Please see Ogier's accompanying briefing on the civil penalties regime for registered persons that came into force in 2015.

Who is affected?

The widened civil penalty regime now applies to any "principal person" of any entity (in addition to the entity itself) which is registered or has been issued a certificate or permit under the following laws and is therefore required to comply with the corresponding Codes of Practice relevant to their activities (a "registered person"):

  • the Banking Business (Jersey) Law 1991 (the Codes of Practice for Deposit Taking Business)
  • the Insurance Business (Jersey) Law 1996 (the Codes of Practice for Insurance Business)
  • the Financial Services (Jersey) Law 1998 (the Codes of Practice for each of trust company business, investment business, money service business, fund services business and general insurance mediation business)
  • the Alternative Investment Funds (Jersey) Regulations 2012 (the Codes of Practice for alternative investment funds and AIF services business)
  • the Proceeds of Crime (Supervisory Bodies) (Jersey) Law 2008 (the AML/CFT Codes of Practice incorporated in the Handbook for the Prevention and Detection of Money Laundering and the Financing of Terrorism)

Who constitutes a "principal person" will depend on which of the above laws the registered person is registered or holds a certificate/permit. Generally speaking, not only does the wider regime capture directors and/or managers of the registered person, but also those persons who are "shareholder controllers" or "controllers" by virtue of having a direct or indirect ownership interest in the registered person as prescribed in the relevant law listed above.

What are the levels of penalties that can be imposed?

The JFSC now has the power to impose civil penalties where a significant and material contravention of a Code of Practice was committed:

  • with the consent or connivance of, or is attributable to neglect on the part of a "principal person"; or
  • aided, abetted, counselled or procured by a "principal person".

The financial penalties are banded depending on the seriousness and the nature of the contravention, as they are for the civil financial penalties that the JFSC can impose against registered persons themselves.  The maximum level of penalty that may be imposed on a "principal person" ranges from £10,000 through to £400,000 for the most serious of contraventions.

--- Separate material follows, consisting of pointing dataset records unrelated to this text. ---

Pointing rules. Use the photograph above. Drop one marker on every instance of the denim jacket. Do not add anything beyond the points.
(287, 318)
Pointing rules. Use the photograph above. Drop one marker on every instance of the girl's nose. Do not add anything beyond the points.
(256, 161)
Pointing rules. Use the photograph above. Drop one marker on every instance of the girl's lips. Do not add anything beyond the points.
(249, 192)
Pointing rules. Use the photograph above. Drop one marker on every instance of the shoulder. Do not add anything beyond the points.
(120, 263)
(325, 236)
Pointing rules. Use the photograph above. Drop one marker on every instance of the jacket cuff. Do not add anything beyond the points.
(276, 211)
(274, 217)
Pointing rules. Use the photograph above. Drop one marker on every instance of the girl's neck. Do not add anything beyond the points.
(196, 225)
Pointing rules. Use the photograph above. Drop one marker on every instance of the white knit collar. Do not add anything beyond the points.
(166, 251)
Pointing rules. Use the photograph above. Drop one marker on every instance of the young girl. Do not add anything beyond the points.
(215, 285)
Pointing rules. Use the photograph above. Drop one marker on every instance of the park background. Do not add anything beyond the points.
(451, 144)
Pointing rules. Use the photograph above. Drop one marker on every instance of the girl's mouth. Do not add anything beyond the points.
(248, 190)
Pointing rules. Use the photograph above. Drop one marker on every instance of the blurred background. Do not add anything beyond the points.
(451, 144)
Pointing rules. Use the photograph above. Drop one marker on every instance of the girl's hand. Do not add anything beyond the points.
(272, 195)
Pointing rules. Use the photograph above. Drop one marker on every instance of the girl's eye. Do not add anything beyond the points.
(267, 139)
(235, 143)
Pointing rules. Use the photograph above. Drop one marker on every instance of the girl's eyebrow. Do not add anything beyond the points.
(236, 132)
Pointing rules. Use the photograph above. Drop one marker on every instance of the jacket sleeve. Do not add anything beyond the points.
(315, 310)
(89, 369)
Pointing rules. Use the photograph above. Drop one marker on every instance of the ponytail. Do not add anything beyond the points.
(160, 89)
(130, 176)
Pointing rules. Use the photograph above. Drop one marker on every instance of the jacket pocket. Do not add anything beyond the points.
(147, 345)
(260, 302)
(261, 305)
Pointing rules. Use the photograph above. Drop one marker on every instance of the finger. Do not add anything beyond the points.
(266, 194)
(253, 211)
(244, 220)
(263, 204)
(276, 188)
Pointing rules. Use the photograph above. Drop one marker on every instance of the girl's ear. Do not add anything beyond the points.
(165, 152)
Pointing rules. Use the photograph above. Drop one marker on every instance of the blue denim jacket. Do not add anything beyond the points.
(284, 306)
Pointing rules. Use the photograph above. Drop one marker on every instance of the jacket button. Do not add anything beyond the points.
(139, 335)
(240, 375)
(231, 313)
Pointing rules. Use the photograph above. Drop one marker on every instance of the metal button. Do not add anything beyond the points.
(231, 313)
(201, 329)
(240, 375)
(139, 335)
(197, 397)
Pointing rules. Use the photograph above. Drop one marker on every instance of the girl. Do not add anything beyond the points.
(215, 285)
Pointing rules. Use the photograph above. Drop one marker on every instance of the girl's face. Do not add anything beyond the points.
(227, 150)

The law sets the considerations that the JFSC must have regard to when considering whether to impose a penalty and the amount.

The law does not have retrospective effect and will only apply to breaches that occurred on or after, or existed and continued after, 26 October 2018.

What should I do now?

While it may be difficult to obtain cover for civil penalties imposed by the JFSC, affected principal persons may wish to check that their insurance policies cover the costs associated with a JFSC action to impose civil penalties.

Principal persons, particularly those in management/directorship positions, will need to ensure that registered persons comply with the Codes of Practice applicable to them and that their own actions or omissions do not place them under the scrutiny of the JFSC now that breaches may lead to personal civil penalties and public sanction.

Principal persons should consider requiring registered persons to conduct a thorough and continuing gap analysis to ensure that they comply with the Codes of Practice applicable to them as amended from time to time. Specialist teams at Ogier can help with that process.

The content of this article is intended to provide a general guide to the subject matter. Specialist advice should be sought about your specific circumstances.